I've noticed that when I click through these linked articles, they're often fairly classic, lengthy threads we had here a few years ago.

This might be a key to understanding how to attract more users to this site: monitor which threads are being requested the most.

So, I just built a simple shell script that is running every 10 minutes on my Linux desktop as a cron job:

1) It requests the URL of "Who's Online". (using wget)
2) The text from that page is run through grep and sed, in order to locate all lines containing the "viewing the topic" text and then strip out the URL.
3) The URLs being collected on each pass are appended, along with a time stamp, to a file containing the collected links.

I could put the script on one of my internet hosting servers to run 24 hours a day,  but at night the activity dies down and therefore having it run while my PC is active is just fine.

I'm noticing that almost every thread being viewed by bots, search engines or whatever is pretty high quality and interesting to revisit.

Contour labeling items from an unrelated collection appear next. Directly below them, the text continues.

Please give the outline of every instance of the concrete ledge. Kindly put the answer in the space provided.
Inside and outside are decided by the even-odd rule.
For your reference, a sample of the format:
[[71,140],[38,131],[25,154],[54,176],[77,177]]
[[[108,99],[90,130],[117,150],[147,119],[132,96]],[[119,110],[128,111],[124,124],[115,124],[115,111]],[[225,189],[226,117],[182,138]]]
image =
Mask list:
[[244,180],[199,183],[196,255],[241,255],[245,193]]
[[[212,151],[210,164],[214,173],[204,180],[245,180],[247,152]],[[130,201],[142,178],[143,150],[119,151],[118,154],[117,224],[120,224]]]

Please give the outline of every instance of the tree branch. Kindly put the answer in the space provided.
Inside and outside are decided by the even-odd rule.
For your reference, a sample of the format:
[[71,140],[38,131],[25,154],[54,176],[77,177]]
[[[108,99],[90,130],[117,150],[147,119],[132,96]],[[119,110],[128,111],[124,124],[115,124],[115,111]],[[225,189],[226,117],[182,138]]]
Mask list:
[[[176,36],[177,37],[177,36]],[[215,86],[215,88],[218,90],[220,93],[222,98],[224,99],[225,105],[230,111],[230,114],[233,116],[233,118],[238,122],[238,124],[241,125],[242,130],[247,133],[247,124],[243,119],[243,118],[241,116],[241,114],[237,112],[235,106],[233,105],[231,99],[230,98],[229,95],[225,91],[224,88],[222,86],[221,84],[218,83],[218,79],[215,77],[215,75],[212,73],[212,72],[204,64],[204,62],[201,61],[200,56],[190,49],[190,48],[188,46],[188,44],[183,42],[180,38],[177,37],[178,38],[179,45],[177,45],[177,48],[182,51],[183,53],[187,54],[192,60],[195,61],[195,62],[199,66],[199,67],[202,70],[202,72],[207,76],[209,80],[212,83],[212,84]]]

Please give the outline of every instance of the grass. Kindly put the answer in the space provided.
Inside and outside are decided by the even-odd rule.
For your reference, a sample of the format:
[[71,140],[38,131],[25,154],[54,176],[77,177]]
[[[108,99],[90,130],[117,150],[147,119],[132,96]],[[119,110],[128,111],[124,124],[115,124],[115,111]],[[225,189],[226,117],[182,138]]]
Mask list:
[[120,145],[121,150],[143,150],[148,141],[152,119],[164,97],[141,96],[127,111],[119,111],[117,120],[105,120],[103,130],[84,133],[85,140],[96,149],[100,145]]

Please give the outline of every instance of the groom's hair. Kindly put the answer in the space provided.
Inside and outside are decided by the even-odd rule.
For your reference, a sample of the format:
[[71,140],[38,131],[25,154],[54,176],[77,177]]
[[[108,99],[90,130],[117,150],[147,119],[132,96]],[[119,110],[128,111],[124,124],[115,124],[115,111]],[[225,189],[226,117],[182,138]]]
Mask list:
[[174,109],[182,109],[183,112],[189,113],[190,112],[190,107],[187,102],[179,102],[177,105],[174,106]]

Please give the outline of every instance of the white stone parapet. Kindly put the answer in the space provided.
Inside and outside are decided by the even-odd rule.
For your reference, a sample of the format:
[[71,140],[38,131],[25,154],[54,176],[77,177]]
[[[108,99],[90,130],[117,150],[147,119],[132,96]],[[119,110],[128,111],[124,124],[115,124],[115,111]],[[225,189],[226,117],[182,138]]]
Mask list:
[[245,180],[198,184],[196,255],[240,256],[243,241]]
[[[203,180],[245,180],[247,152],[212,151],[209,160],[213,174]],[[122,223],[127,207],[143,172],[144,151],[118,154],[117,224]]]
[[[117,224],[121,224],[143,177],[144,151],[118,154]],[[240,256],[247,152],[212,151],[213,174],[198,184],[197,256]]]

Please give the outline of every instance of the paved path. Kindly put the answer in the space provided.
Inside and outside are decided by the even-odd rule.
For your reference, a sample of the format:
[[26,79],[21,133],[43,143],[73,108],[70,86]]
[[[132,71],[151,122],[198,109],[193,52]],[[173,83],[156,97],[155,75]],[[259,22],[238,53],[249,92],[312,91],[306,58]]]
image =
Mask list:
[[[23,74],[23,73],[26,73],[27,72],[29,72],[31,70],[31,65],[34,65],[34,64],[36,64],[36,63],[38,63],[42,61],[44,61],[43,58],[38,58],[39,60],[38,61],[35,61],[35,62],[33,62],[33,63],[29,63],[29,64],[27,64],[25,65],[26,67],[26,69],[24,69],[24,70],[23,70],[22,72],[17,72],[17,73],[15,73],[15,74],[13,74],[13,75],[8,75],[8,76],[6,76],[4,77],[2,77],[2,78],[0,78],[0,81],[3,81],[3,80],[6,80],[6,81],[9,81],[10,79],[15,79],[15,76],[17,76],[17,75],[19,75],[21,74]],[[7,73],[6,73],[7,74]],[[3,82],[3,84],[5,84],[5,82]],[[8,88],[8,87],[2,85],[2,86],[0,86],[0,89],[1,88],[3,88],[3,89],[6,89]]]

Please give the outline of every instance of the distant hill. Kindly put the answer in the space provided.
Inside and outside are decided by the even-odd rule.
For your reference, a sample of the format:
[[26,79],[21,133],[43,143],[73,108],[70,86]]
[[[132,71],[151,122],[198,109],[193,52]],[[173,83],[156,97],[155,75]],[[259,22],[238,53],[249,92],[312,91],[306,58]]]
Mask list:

If anyone is interested I'll post a cleaned up list to the private section.
Gornix is protected by the GPL. *

* Gorn Public License. Duplication by inferior sentient species prohibited.

unix

  • Trusted Member
  • Wise Sage
  • ******
  • Posts: 3946
Re: An interesting experiment with this board's content
« Reply #1 on: February 24, 2018, 08:35:09 am »
Hm, interesting. I didn't realize that.
Brawndo. It's got what plants crave.

The Gorn

  • I absolutely DESPISE improvised sulfur-charcoal-salt peter cannons made out of hollow tree branches filled with diamonds as projectiles.
  • Trusted Member
  • Wise Sage
  • ******
  • Posts: 22324
  • Gorn Classic, user of Gornix
Re: An interesting experiment with this board's content
« Reply #2 on: February 24, 2018, 08:40:00 am »
Here's an example of the output. It's not live because I manually uploaded it but it's for my own amusement so no need to make it evergreen.

You can go to any of the URLs in this file.

http://posteddocs.nfshost.com/links.txt
Gornix is protected by the GPL. *

* Gorn Public License. Duplication by inferior sentient species prohibited.